The world is obsessed with my credit. Okay, not mine personally, but credit in general. You can't rent an apartment, buy a car or buy a house without it. Some companies won't even let you get a cell phone plan without checking it. Every time I turn on the television or radio there's yet another company offering to give me a free credit report or fix my credit or monitor my credit. I can't surf the web without having credit ads pop up all over the place and flash at me from huge banners. It's overwhelming and annoying. Of course, all that paled in comparison to my annoyance when I actually had to pay for a credit report, only to find out I'd have to pay an even steeper fee to find out my credit score.
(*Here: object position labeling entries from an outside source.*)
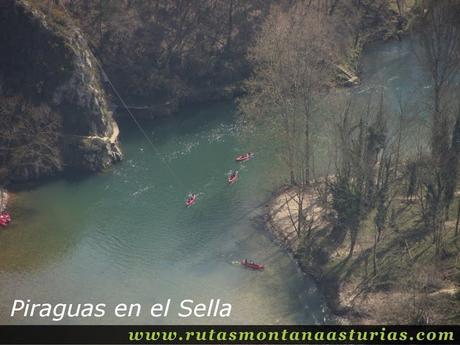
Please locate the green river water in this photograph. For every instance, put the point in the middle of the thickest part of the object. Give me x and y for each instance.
(125, 236)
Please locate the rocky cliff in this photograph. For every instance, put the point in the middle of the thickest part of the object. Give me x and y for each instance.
(53, 109)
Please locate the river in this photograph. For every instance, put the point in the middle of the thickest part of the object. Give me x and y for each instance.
(124, 236)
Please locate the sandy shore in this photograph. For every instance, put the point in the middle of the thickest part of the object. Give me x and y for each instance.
(347, 282)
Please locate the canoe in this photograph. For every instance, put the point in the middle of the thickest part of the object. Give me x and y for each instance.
(251, 265)
(244, 158)
(232, 178)
(190, 201)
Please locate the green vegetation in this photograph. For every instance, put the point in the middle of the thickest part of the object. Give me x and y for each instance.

I'd already coughed up the price of a dinner out to read pages of information, but to get the actual numbers would cost me yet another dinner out!
It seems to me that the people that truly benefit from credit reports and scores are the companies reporting them, specifically Equifax, Experian, and TransUnion. It's in their best interests to make the consumer paranoid about their credit and businesses obsessed with it. Every time that report gets pulled someone pays, and half the time that cost gets passed on to me. I think it should be the other way around. I think TransUnion and associates should have to pay me each time they make money when someone looks me up.
Apparently I'm not the only one who's angry about this. A class action suit that's been going on for years against TransUnion was just settled. The complaints were much worse and more specific than mine. TransUnion had been accused of illegally selling too much information about consumers to credit issuing companies. The settlement has two aspects: cash and services. The money will have to be distributed amongst all the class members and will be a few dollars at most. The services aspect is something more people can really sink their teeth into.
You can register at the website https://www.listclassaction.com/ to claim one of two free service packages, each of which includes a few months of free access to your credit report AND score and free credit monitoring. Best yet, when your months are up, it automatically cancels it for you! Like me, you've probably had at least one experience where a "free trial" of something suddenly ended and the company started charging your credit card before you could cancel the subscription. Not the case here. You do, however, have to register by September 24th. You will be notified when the court grants final approval of the settlement and your free access begins.
Sign me up! My hat's off to the men and women who stood up several years ago and went after TransUnion for their activities. Now I'm just thinking, is Equifax next?